Scott says:

If a security manager is going to plugin transparently it has to deal with the existing configurations. That is not likely, so a test relying on a jaas configuration of the principal mapping is not going to work. We need a security manager metadata abstraction that allows for different implementations to function from a general metadata model rather than implementation specific configurations.

------------------------------------------------------
The issue is mapping from one configuration format to metadata model that another implementation will use. What has to be possible is initialize a security manager for a given deployments metadata. I don't see that this is a solvable problem in the short term.

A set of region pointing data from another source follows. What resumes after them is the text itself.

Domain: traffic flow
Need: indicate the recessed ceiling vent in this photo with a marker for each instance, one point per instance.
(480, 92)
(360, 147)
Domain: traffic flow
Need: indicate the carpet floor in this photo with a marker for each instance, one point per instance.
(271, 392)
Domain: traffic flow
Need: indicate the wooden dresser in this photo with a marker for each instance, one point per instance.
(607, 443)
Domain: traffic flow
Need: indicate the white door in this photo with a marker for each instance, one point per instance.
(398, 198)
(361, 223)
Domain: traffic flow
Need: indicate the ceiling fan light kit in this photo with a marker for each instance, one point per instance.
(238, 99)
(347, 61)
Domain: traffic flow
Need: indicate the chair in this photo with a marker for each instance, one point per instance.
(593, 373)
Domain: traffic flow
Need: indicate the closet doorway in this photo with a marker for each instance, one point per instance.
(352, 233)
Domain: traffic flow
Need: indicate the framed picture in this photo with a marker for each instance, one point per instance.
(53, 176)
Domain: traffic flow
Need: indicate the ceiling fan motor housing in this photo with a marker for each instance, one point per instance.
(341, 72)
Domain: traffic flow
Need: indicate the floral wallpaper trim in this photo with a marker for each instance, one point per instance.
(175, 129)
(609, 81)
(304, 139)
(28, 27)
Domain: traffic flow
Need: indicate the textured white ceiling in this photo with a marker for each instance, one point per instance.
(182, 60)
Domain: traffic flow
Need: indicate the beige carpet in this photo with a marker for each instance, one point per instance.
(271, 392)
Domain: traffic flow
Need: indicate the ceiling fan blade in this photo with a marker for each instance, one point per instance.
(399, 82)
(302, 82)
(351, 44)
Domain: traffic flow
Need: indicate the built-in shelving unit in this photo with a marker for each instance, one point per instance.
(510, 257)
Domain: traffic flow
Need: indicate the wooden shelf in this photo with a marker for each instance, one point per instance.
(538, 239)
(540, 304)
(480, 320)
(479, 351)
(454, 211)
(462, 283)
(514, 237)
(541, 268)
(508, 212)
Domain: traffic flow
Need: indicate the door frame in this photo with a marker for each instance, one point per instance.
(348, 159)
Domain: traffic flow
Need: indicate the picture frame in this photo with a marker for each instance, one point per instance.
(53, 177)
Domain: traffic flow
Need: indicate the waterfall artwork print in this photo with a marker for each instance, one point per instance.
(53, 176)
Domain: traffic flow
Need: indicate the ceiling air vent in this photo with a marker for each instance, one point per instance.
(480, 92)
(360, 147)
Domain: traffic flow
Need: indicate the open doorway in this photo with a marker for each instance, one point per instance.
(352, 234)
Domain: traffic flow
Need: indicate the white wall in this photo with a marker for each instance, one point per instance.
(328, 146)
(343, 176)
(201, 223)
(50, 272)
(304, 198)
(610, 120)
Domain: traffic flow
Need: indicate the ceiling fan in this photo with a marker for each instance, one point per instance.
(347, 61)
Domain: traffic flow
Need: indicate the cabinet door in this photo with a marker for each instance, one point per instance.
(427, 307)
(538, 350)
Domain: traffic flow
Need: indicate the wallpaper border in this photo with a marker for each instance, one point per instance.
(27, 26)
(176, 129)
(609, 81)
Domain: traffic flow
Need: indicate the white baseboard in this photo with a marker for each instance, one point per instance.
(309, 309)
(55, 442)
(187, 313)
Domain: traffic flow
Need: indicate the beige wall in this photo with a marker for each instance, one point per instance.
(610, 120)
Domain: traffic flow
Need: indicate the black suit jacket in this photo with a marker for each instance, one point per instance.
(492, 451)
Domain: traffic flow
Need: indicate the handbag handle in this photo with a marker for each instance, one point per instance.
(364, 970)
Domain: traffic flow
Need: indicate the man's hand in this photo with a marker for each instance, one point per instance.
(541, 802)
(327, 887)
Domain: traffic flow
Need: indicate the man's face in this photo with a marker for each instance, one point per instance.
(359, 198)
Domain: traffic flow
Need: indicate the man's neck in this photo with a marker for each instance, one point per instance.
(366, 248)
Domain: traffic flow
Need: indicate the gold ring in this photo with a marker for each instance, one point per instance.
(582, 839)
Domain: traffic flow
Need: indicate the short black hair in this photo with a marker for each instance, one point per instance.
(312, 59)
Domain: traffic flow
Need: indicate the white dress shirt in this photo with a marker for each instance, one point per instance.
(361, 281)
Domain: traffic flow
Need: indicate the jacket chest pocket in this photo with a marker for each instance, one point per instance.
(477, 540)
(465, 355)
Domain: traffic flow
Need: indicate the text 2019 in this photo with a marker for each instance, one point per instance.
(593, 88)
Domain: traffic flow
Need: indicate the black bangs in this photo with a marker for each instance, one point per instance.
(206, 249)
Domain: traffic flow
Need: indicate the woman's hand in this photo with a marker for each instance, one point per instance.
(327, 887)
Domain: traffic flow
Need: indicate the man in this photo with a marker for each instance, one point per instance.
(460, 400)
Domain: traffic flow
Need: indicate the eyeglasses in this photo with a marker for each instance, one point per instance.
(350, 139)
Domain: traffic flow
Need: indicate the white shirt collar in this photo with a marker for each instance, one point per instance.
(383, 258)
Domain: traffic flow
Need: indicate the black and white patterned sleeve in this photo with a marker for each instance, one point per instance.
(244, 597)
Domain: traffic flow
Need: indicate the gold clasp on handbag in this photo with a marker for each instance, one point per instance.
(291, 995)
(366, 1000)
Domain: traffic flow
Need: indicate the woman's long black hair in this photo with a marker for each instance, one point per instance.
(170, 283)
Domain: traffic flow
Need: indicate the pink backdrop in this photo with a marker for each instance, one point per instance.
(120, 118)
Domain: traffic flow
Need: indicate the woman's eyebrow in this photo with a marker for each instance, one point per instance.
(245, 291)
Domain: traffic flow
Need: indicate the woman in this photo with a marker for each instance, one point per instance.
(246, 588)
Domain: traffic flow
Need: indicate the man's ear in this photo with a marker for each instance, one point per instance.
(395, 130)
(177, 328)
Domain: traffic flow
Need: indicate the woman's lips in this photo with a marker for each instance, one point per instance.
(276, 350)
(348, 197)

--------------------------------------------------------
For the jira issue I would simply create custom tests with the new security manager metadata configuration. The issue was not about how to allow anyone to plugin a security manager that works with existing deployments with jboss security manager metadata.

Rather than creating fresh EJBs, I reused the EJBSpecUnitTestCase(that this testcase extends) that defines a lot of combinations of EJBs with various security settings. Then I added a secured weblayer talking to a secured stateless SB test method, to give this JIRA issue an allround exposure.

I guess at the end, servlets, ejbs, JMS connections, Datasource connections are tested for security settings.

The custom security manager makes use of two property files - custom-users.properties and custom-roles.properties for principal/cred and principal/role mappings.